Recalling the Patrice Evra banger that gave Man Utd 30 seconds of joy

Manchester United fans didn’t have many causes to celebrate during David Moyes’ tenure as manager, but the Scot’s time in charge did provide one fleeing moment of unbridled joy at Bayern Munich. 

Football might be a results business first and foremost, but it’s also an industry that trades in moments.

You know exactly how you’re supposed to feel at the end of a season, whether it’s resulted in a trophy win, a relegation or something in between, but the most powerful reactions come when you’re caught by surprise.

By April 2014, Moyes’ six-year deal already looked to be in jeopardy, with reigning champions United sitting seventh in the league and seven points off a top-four spot.

Worse still, a 3-0 defeat at home to Liverpool had helped breathe life into their rivals’ title charge, and Brendan Rodgers’ team sat top of the table when their rivals turned to European responsibilities.

After scraping past Olympiakos in the last 16 thanks to a Robin van Persie hat-trick, the quarter-final stage was meant to be where their journey ended. Bayern were defending champions and had wrapped up the Bundesliga title before the end of March.

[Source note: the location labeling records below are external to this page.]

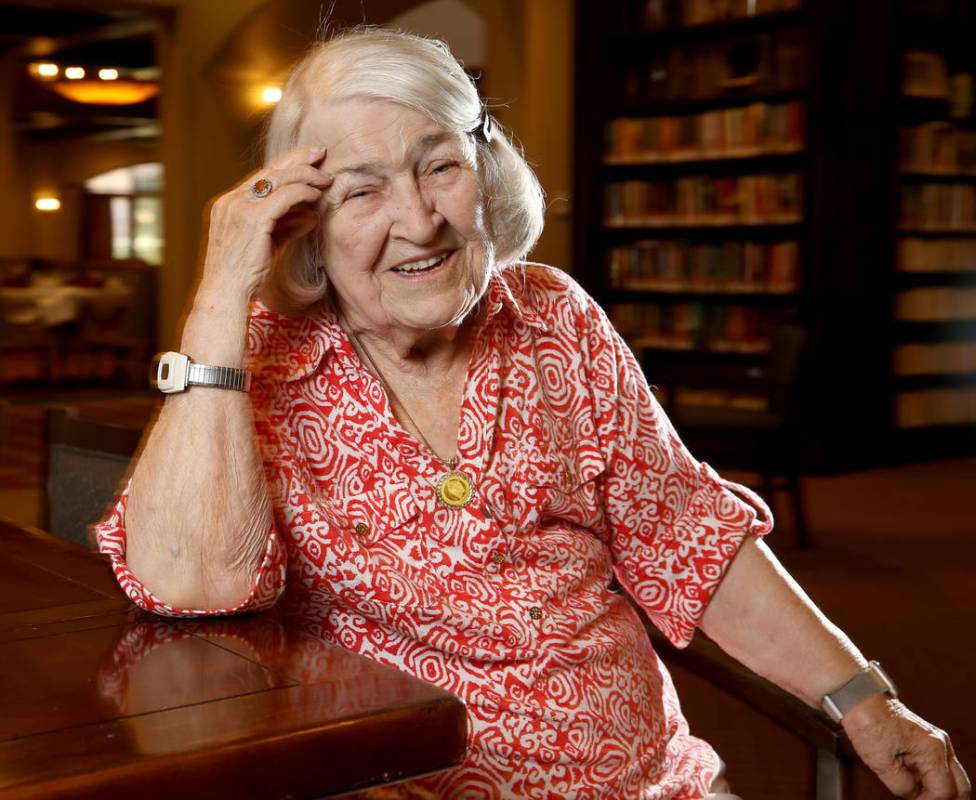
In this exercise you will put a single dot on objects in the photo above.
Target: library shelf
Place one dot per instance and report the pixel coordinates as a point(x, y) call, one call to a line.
point(935, 381)
point(961, 279)
point(772, 298)
point(934, 331)
point(717, 102)
point(722, 29)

Moyes’ team wasn’t even able to take a lead to the Allianz Arena, with Bastian Schweinsteiger emphatically cancelling out Nemanja Vidic’s Old Trafford opener. It was a foregone conclusion. And then, for a fleeting moment, it wasn’t.

Normally, when a game drags on at 0-0, it paves the way for tension to be ramped up. It gives the team chasing a game the belief that maybe they could sneak an upset.

Here, though, it was the opposite if anything. Run down into a place of pessimism by just a few months under Moyes, plenty of United fans had convinced themselves that a longer goalless run would simply make their inevitable defeat all the more crushing.

The initial frustration would ensure the inevitable opener was followed by a dominant team releasing its frustration on a helpless enemy with goal after goal, and this felt more like a script than a suggestion.

But then the ball broke to Patrice Evra on the edge of the box, and he did this.

Evra wasn’t a goal threat on paper. He had scored just twice all season, and it was seven years – almost to the day – since his one and only previous Champions League strike for United in a 7-1 win over Roma.

It wasn’t that this sort of thing wasn’t meant to happen, but rather that – by any reasonable measure – it couldn’t.

This is exactly what makes the moment so wondrous. Winning when you’re supposed to carries an entirely different kind of sensation to winning when you’re not. It’s the feeling of having unlocked a secret code but in such a way that you’re forever unable to retain any knowledge of how you did so.

You can’t carry the memory with you to translate it into future glories because to do so would make it suddenly logical and remove its magic, and so the moment itself is all you have. And the shorter that moment is, the more intense it feels.

Bayern’s equaliser, less than a minute after the restart, simply serves to make the symbol of Evra’s goal more powerful.

It was never really something to protect in a traditional sense, and the movement from reaction to memory was sudden enough to essentially remove any idea of overlap. The hosts added two more to progress, and we always knew they would.

Thirty seconds within one football season is the equivalent of a single day in a person’s life: you can project meaning onto the before and after, but any effort to imbue meaning will run the risk of you rewriting what preceded the event from the vantage point of having already witnessed it.

However, the less time you have to let it soak in, be that due to denying yourself the opportunity or allowing someone else to do so, the harder it is to remove yourself from the purity of your instinctive reaction.

Fans can construct their histories of an era, landing on points at which everything changed, but it’s harder to do the same with ephemeral moments. Here, you have how it made you feel then and there, and nothing else. And why would you even want anything else?